One of the first things I’ve been considering how to deal with in the new graph classes that I’m working on is how to deal with node and edge labels in graphs. My point of view is that graphs contain two separate but related types of information:
- The structure of the graph.
- The information explaining what the structure means.
As an example, consider graph colouring: we have the actual structure of the graph and then the colours attached to individual vertices (or edges, depending how you’re doing the colouring). Another example is a flow graph, where the distances/weights are not an actual “physical” part of the graph structure yet nevertheless form an important part of the overall graph.
Yet there are times when the extra labelling/information is an inherent part of the structure: either we are concerning ourselves solely with some graph structural problem (e.g. connected components) or – more commonly when programming – the information about the structure is embedded within the structure (for example, Cabal’s
PackageIndex type: this is simplistically equivalent to an unlabelled graph with
PackageIndexID as the node type).
As such, I’ve come up with at least three different ways of dealing with graph labels:
- A graph can choose whether or not it has node or edge labels (if I understand correctly, this is the approach taken by the Boost Graph Library for C++).

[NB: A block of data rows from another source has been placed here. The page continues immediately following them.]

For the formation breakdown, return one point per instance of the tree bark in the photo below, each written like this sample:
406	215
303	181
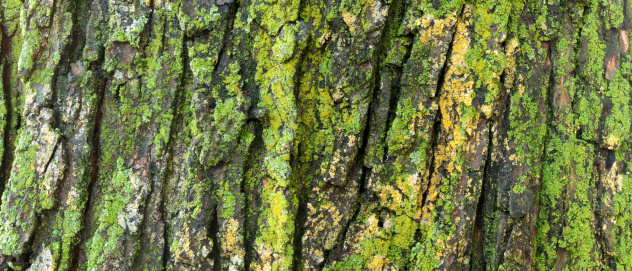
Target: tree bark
315	135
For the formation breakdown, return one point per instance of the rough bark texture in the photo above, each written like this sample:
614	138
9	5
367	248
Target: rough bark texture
315	135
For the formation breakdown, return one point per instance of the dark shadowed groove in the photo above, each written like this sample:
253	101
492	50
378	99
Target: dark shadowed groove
256	143
95	148
478	243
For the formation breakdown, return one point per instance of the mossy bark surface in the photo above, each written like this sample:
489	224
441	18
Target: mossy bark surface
315	135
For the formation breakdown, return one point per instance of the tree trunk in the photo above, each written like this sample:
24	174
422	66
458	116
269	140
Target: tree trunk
315	134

- A graph either has no labels or it has both node and edge labels.
- All graphs must have both node and edge labels (even if they’re just implicit labels of type
Something along the lines of the first two options is very tempting: there is no requirement to force graphs that don’t have or need labels to pretend to have them just to fit the constraints of some class. Furthermore, different graph types can thus be more specific in terms of which graph classes they are instances of.
However, there is a problem here: duplication. Let us consider a simplified set of graph classes that fit the second criteria:
class Graph g where type Node g nodes :: g -> [Node g] edges :: g -> [Edge g] type Edge g = (Node g, Node g) class (Graph g) => LabelledGraph g where type NLabel g type ELabel g labNodes :: g -> [(Node g, NLabel g)] labEdges :: g -> [(Edge g, ELabel g)]
So if some graph type wants to be an instance of
LabelledGraph, it must specify two ways of getting all of the nodes available (admittedly, it will probably have something along the lines of
nodes = map fst labNodes, but wouldn’t it be nice if this could be done automatically?).
But OK, writing a set of classes and then instances for those classes is a one-off cost. Let’s say we accept that cost: the problems don’t stop there. First of all, consider something as simple as adding a node to the graph. There is no way (in general) that the two classifications (labelled and unlabelled) can share in the slightest a method to add a node, etc. Furthermore, this segregation would spread to other aspects of using a graph: almost all algorithms/functions on graphs would thus need to be duplicated (if possible). Since one of the main criteria I have for designing this library is that it should be possible to use graphviz to visualise the
PackageIndex type, this kind of split is not something I think would be beneficial.
As such, the only real viable choice is to enforce usage of labels for all graphs. This might be to the detriment of graphs without labels, but I’m planning on adding various functions that let you ignore labels (e.g. a variant of
addNode that uses
mempty for the graph label, which means it’s usable by graphs that have
() as the label type). The distinction between
labNodes above could also be made automatic, with only the latter being a class method and the former being a top-level function.
This solution isn’t perfect: to ensure it works for all suitable graph types, it has to be kind
*. But this means that no
Functor-like mapping ability will be available, at least without really ugly type signatures (which the current experimental definition uses) at least until superclass constraints become available (or possibly some kind of kind polymorphism, no pun intended). However, this is still the best available solution that I can come up with at this stage.